Padding barefoot through the cellar, she climbed the steps to the House and rapped twelve times on the door in a specific rhythm. Tappa tap, tap tap, tappa tap. There was no real purpose to the rhythm, but the timing of it filled Alba’s belly with warmth.


Rumtooth greeted her, ugly as ever. He said something and turned, but his lips barely moved, so she could never read them. The old bastard had eighteen moles on the back of his bulging neck, and she counted each of them as she tiptoed behind him.


The House was Prey's ancient, rundown three-story townhome, from where she ran her various business ventures. That's what she called them, anyway. The building dated back to before the wars, or so they say. It had good bones, was built to last. Her office was up ahead, behind a big, reinforced oak door. It smelled wonderful inside. Twenty-four hours a day, candles burned, infused with all kinds of scents. Alba wanted a room filled with candles. Normal ones would be fine.

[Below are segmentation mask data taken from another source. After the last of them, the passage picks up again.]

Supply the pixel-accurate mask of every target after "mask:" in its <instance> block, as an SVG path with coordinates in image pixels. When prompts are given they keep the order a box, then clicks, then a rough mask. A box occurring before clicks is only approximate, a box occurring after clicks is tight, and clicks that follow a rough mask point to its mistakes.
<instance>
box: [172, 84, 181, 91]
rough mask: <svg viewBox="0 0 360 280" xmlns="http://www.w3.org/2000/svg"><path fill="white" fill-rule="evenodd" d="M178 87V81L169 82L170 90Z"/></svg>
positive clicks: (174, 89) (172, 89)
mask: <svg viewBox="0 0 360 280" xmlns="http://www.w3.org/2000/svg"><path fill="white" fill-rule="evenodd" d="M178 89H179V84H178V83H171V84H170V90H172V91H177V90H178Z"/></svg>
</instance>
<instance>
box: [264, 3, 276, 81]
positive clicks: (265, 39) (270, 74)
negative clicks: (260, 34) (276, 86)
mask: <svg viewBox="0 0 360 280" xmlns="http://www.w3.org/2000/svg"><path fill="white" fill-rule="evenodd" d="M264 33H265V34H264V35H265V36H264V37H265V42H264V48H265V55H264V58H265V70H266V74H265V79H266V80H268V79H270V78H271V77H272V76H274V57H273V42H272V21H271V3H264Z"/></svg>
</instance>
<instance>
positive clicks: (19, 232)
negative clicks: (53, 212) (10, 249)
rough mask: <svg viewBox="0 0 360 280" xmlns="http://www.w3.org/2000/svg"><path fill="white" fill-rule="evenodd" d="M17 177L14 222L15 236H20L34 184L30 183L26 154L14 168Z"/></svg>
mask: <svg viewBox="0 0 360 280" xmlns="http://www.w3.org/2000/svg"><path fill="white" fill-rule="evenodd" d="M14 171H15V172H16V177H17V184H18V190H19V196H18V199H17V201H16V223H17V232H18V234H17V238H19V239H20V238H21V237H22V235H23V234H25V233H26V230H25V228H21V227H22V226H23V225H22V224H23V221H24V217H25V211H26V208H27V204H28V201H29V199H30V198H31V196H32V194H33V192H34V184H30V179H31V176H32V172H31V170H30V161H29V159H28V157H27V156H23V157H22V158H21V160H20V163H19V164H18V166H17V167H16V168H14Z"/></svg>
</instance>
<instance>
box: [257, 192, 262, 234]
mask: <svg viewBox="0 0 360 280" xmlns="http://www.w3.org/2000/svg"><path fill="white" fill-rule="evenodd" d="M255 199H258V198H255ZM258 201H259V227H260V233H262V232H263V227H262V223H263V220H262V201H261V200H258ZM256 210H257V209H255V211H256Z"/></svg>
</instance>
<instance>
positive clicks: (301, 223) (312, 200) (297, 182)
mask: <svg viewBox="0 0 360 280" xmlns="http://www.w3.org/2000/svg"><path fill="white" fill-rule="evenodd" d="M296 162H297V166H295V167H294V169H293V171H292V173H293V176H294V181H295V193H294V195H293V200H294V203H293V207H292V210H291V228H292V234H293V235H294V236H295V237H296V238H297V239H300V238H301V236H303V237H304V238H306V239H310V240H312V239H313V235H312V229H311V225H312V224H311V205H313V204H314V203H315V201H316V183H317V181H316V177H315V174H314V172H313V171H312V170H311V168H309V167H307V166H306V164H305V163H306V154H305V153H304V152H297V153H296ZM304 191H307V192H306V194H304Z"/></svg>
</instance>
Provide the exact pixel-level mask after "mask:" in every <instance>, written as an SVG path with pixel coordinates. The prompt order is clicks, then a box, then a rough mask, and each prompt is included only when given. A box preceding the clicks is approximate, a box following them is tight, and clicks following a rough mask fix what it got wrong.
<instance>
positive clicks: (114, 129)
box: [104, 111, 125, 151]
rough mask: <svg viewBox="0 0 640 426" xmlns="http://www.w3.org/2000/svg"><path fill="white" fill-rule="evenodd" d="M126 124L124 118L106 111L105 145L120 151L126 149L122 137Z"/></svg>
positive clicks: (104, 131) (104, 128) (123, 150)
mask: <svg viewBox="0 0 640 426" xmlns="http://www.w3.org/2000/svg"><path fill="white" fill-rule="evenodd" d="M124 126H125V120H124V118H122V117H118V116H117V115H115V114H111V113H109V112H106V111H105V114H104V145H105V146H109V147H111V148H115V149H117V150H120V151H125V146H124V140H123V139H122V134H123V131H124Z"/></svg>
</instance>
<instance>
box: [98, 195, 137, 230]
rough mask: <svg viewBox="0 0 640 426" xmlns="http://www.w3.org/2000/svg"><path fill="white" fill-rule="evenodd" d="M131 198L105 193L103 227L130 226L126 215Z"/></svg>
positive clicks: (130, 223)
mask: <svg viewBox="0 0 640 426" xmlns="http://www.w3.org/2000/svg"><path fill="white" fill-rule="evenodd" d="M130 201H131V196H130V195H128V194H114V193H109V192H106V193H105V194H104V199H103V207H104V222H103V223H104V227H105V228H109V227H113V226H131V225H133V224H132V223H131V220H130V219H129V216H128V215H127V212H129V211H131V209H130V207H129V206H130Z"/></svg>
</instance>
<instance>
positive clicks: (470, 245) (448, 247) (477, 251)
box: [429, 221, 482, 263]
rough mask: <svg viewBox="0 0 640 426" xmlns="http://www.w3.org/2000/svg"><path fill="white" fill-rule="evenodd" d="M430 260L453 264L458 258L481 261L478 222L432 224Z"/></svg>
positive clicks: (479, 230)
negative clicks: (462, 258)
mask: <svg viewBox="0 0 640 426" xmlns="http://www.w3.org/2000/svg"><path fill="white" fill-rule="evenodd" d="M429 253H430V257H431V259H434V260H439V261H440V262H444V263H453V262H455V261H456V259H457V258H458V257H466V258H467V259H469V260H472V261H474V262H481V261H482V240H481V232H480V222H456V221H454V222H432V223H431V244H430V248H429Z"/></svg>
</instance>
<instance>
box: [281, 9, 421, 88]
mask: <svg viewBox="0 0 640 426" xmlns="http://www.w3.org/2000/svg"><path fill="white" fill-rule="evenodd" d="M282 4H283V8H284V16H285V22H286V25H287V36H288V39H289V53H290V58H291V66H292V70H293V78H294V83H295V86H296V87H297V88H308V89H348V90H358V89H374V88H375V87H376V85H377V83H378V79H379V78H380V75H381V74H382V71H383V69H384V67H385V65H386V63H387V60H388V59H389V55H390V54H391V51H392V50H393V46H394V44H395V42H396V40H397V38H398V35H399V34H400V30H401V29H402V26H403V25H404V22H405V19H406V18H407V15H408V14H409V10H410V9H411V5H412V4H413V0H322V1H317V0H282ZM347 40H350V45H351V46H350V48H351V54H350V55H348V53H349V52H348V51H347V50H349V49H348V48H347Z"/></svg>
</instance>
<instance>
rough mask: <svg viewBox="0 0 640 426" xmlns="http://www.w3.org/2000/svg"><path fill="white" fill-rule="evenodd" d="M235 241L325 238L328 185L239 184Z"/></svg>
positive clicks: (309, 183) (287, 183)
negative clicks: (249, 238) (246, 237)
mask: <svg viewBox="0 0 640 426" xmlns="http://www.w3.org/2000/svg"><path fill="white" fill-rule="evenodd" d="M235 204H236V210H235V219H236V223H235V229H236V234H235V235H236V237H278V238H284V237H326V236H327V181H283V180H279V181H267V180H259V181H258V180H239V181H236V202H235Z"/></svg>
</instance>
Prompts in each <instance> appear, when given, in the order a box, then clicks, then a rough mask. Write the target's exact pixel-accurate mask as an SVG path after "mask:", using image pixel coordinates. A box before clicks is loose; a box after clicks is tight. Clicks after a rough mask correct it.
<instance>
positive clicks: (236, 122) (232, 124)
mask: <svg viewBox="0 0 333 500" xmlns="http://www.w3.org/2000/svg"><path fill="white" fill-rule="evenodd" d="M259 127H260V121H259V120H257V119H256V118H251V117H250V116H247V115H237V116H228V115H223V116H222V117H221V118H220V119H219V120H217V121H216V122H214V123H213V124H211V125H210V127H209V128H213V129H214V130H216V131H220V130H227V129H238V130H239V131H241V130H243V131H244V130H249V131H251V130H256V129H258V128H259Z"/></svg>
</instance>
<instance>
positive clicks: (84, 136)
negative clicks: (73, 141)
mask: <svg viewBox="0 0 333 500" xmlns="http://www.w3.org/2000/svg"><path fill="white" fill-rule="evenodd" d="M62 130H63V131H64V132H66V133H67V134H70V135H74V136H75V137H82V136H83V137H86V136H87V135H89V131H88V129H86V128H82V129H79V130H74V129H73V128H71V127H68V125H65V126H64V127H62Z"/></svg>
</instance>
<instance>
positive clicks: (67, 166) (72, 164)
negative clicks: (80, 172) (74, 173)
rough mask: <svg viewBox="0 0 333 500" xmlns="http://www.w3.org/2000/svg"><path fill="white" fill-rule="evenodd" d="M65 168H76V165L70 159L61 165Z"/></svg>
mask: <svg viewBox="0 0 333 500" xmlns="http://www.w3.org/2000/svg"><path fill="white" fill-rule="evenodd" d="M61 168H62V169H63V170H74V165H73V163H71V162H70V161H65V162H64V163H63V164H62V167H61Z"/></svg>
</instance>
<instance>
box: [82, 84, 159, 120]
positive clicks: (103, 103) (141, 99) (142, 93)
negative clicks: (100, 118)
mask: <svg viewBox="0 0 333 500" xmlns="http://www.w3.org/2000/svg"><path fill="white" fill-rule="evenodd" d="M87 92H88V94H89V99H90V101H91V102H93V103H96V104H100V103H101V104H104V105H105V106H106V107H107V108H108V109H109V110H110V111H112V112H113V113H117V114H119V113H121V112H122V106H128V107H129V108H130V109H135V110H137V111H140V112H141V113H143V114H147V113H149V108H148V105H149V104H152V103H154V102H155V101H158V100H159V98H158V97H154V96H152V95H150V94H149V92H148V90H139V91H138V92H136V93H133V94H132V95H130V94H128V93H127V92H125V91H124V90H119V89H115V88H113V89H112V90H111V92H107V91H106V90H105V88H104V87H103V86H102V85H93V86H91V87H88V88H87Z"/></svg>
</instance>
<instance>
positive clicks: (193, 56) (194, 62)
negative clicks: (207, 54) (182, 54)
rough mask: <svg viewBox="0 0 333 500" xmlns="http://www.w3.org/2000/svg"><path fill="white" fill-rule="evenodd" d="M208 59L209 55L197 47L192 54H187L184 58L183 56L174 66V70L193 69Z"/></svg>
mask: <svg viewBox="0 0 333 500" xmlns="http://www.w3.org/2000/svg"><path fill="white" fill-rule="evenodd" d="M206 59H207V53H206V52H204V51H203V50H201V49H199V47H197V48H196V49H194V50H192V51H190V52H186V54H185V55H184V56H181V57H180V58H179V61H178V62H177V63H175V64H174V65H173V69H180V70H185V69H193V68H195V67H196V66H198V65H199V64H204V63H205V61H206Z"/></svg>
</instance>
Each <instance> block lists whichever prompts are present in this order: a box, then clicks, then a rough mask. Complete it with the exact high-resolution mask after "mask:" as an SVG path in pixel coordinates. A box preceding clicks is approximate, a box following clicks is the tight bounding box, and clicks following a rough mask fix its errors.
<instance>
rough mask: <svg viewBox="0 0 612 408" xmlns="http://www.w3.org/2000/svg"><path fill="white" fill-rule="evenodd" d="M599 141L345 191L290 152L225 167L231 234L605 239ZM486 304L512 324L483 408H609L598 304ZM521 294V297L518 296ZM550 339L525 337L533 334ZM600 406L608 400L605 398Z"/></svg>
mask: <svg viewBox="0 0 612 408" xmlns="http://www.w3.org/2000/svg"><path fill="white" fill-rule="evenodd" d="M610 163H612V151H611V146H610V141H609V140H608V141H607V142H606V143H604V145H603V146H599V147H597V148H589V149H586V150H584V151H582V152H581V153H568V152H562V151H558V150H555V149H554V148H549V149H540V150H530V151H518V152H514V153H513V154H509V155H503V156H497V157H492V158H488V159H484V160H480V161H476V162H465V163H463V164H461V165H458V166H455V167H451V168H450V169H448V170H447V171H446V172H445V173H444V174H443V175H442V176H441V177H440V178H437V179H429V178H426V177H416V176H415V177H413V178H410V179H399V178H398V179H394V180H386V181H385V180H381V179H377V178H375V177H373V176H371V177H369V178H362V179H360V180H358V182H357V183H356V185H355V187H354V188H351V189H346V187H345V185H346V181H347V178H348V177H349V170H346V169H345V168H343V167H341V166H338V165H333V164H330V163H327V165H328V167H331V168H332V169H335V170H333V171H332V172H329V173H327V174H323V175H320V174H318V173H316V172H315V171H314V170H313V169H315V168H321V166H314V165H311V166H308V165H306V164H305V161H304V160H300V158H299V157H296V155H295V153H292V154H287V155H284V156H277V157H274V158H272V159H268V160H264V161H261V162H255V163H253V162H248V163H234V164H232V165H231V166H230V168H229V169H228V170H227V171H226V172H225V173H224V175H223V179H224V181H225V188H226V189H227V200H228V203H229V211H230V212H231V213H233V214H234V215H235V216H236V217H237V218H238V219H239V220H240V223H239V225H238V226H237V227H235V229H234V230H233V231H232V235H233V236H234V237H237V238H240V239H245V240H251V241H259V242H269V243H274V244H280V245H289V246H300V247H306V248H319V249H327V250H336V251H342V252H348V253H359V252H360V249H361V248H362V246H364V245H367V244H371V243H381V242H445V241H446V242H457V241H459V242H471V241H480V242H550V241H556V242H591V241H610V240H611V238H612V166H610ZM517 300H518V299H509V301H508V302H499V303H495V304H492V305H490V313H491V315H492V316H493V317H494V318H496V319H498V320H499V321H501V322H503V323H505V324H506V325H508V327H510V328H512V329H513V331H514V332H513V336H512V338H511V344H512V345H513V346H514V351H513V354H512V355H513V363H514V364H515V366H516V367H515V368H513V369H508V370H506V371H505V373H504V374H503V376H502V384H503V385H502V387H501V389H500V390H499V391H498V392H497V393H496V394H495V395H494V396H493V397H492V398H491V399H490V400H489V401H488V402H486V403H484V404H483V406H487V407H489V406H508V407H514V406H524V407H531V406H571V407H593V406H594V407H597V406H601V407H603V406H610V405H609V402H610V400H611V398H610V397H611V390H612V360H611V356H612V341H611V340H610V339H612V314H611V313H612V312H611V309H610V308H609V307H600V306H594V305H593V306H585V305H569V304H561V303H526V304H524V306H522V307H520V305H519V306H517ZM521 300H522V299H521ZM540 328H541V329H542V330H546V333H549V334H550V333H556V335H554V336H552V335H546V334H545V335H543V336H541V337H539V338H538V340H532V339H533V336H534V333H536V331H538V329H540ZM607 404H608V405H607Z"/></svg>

Prey turned and signed to Alba, "This is all there was?"


"Yup," Alba said with one hand, holding the package awkwardly. She slid it onto Prey's desk. "Was there more? You only said she would have a package. Did I miss something?"


The woman lifted the package and inspected it. The burns on her face and arms appeared to swim in the candlelight. Maybe that was why she surrounded herself in candles, why she never wore sleeves. At times Prey was like one of the creatures in stories that her father told to Alba and her brothers.


"What's in it?" Alba didn't really care, but she leaned in to feign interest.

"I… was not paid enough to know."


"Wait. We did all that work and preparation, and—"


"And neither were you." Prey tossed Alba a small burlap sack filled with copper chips. "I can't have you here while I make the transfer. It would be… indelicate to be seen with a rat. Run along."


That's it? No thank you, no "Oh, Alba, you're the best thief I have, please, come stay in the House." Not even a bloody silver chip? Sure, she owned the sewers, but sleeping on the cold, wet stones was an entirely different prospect, even if it was safer than the streets.


Alba paced while Prey stared in awe of the girl's audacity to ignore a command. Alba was fired up and counted her steps from side to side. One, two, three, four, turn, one, two, three. She always stopped on threes to the right because it would irritate Prey even more.